Danzaki K et al. developed apolipoprotein E (ApoE)/IL-17A double-deficient (ApoE −/− IL-17A −/−) mice which have lacking IL-17 signaling in both BM cells and VSMC, after 6 to 8 weeks of high-fat diet, atherosclerosis was increased significantly in ApoE −/− IL-17A −/− mice comparison with ApoE −/− mice. The composition of vulnerable plaques was accelerated also. They concluded that IL-17A plays an important role in the early phase of atherosclerosis development and plaque stability. Another report showed that CD20 antibody-mediated B-cell depletion in ApoE−/− and Ldlr−/− mice result in polarization of T-cell differentiation, particularly toward Th17 cell differentiation. Therefore, the IL-17A level increases and IFN-γ production decreases. Consequently, the atherosclerosis burden drops off. Similarly, Taleb et al. reported that loss of suppressor of cytokine signaling (SOCS) 3 in T cells enhances IL-17 level which results in the reduction of the lesion size and plaque vulnerability in Ldlr−/− mice. They noted a marked decrease in IFN-γ in mice lacking SOCS3 expression. Furthermore, they observed that atheroprotection was associated with strong suppression of vascular inflammation according to a major reduction of vascular T cell infiltration and a 60% decrease in endothelial expression of VCAM-1.

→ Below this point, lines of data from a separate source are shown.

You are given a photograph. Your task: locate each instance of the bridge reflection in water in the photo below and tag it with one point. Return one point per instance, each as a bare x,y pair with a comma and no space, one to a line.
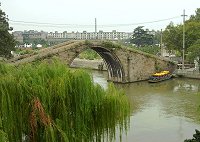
162,112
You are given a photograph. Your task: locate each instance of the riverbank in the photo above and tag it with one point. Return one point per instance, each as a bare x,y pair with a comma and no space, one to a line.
97,64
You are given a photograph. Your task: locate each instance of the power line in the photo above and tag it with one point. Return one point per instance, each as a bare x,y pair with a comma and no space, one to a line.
82,25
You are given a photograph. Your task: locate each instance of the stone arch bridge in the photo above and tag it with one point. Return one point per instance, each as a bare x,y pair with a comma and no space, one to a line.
124,64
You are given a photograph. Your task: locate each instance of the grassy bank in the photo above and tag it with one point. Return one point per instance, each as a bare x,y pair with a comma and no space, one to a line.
51,103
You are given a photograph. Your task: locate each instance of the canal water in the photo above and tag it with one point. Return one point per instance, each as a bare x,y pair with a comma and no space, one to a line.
168,111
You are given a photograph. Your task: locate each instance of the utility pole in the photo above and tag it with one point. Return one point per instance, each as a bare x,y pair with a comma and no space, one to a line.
95,28
161,47
183,66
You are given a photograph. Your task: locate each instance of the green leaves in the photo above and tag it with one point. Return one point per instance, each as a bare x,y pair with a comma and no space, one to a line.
7,42
49,102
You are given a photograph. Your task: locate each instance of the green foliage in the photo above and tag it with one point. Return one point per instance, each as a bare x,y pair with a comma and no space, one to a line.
194,51
49,102
109,44
172,37
7,42
141,37
173,34
149,49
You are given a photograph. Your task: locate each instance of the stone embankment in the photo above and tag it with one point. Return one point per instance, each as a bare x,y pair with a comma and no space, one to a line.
188,73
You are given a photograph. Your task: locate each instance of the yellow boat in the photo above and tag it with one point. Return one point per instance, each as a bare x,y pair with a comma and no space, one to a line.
160,76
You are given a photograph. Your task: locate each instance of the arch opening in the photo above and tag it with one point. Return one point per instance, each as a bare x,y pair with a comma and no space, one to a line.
113,64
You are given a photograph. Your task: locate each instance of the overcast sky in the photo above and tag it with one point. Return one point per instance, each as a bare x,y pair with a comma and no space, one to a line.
79,15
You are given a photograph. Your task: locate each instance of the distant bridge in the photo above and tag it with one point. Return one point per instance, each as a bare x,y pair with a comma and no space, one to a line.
124,64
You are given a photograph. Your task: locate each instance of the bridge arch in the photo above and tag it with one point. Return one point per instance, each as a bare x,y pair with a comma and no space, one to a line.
112,62
124,64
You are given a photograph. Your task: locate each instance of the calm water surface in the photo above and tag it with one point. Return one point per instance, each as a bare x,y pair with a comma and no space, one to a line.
168,111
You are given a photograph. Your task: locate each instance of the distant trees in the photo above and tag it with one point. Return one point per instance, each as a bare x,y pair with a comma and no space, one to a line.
7,42
173,35
142,37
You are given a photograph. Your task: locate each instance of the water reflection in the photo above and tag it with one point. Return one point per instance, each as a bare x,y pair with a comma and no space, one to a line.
165,111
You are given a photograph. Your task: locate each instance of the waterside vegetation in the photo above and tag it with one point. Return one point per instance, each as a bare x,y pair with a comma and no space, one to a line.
47,102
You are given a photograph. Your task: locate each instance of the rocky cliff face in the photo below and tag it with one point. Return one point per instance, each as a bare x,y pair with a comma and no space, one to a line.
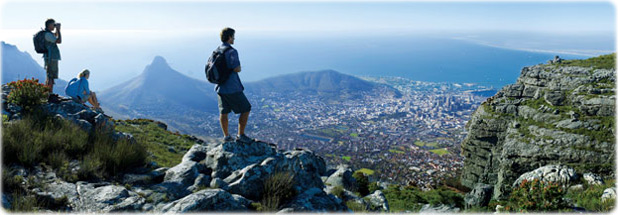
211,176
555,113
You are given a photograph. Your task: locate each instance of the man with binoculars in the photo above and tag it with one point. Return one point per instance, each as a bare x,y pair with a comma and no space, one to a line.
53,54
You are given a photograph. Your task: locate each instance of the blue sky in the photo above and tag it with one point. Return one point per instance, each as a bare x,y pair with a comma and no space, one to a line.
120,38
315,16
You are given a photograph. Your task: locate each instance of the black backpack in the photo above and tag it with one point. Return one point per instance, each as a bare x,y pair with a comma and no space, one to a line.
39,42
216,67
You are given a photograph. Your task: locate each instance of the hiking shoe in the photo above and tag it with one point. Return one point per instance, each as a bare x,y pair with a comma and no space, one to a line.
243,138
228,139
100,110
53,98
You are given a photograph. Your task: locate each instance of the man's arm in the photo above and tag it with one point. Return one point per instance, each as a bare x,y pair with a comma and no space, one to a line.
58,35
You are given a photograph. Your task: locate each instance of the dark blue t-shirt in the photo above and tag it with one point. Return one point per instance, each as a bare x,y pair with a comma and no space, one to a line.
233,84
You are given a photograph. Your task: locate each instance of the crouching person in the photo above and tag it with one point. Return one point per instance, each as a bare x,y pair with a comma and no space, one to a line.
79,90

IFN-γ, as an important pathogenic agent in inflammatory disorders, is mostly expressed by the TH-1 cells and plays a significant role in atherosclerosis. Thus, It has been hypothesized that IL-17 may have an atheroprotective role if its signaling is adequate to minimize the expression of IFN-γ and to enhance the production of IL-10. In contrast, proatherogenic effects can be exerted by a concurrent rise in IL-17 and IFN-γ.

5.3. Limited effects

Despite several studies on the proatherogenic and atheroprotective roles of IL-17 and TH-17, some studies report no significant role for them in atherosclerosis. Madhur et al. demonstrated that IL-17 elimination reduces vascular inflammation while it has no impact on lesion size and the burden of atherosclerosis. Although, IL-17 makes plaque more vulnerable and IL-17 elimination stabilizes them.

6. Role of IL-17 in coronary atherosclerotic plaque

Plaque destabilization leads to rupture and acute coronary syndrome. Thus, discovering its mechanism can reduce mortality considerably. The effect of IL-17 on the stabilization of atherosclerotic plaque has been investigated in many studies. While some studies suggested that IL-17 promotes plaque stability, others reported a destabilizing role for it. Additionally, the imbalance of Th-17/Treg can be a marker of the acute coronary syndrome (ACS). Some studies reported that in patients with ACS, levels of TH-17 and IL-17 enhances notably, and Treg levels decrease conversely. On the contrary, Su et al. suggested that IL-17 is not involved in the acute events of ACS, but participates in the subsequent chronic process of inflammation after acute events. Interestingly, Zhang et al. reported that platelet aggregation and IL-17 are associated in patients with ACS.

7. Conclusion

As mentioned above, several studies about the role of IL-17 and TH-17 in atherosclerosis has been done yet, but the exact mechanism of their functions is still unclear, these controversial results may be due to different method for investigation, for example, different generations of mice, different compositions of diets and various durations of observing. Further studies should be done to clarify their role and create the opportunity of using them as therapeutic agents.